Hale-Bopp photographed at 30.7 AU!

 

Who doesn't remember that magnificent comet that lit up the skies during the first months of 1997, becoming one of the most spectacular of the last century? It was comet Hale-Bopp (C/1995 O1), and only those that didn't see it will not remember it.
As always happens, once the comet was no longer visible to the naked eye it slipped out of the attention of the media, and the general public heard no more of it. However, some researchers continued to follow it in its huge orbit (it takes 2,500 years to complete), among them, a team lead by Gyula M. Szabó, whose results have been published in Astronomy & Astrophysics.
They imaged the comet at red wavelengths using the ESO 2.2 metre telescope at La Silla, Chile. The most impressive thing about the Hale-Bopp images (above and to the right, taken in December 2010) is the huge distance at which the comet was photographed, 30.7 astronomical units, well beyond the orbit of Neptune, the greatest distance at which a comet has ever been observed.
The comet appeared star-like and had a magnitude of 23.3. Its angular diameter was less than 1.9 arcseconds, without any clear evidence of a coma or tail (with a surface brightness higher than 26.5 magnitude per square arcsecond), beyond 2.5 arcseconds (equivalent to 55 thousand km at that distance).
It looks as though there is no longer any cometary activity, as might have been expected for an object so far from the Sun. However, some doubt remains, because although the reflecting surface area has been estimated to be 485 km2 if the nucleus has an albedo of 4% (typical of an inactive nucleus), which is 9 times less than measured in 2007, also by Szabó and colleagues, it would imply a diameter of 60-65 km for the nucleus.
This is much larger than the previously accepted value of 35 km. So, either the nucleus has a much higher albedo of 13%, which would be difficult to explain, or there is a residual, low level activity.
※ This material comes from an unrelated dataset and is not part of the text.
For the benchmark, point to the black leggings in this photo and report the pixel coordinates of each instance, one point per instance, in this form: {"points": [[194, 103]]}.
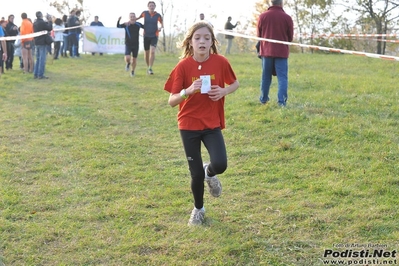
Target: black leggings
{"points": [[214, 143]]}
This might be limited to just a single "hot spot", although "hot" would be a bit of an exaggeration given the current temperature of the comet is actually 50-53 K, about -220°C.
This temperature interval may in fact be just that which signals the transition between an inactive and an active nucleus, and is of great interest because the jets that emerge from cometary nuclei when they become active can modify their trajectory around the Sun.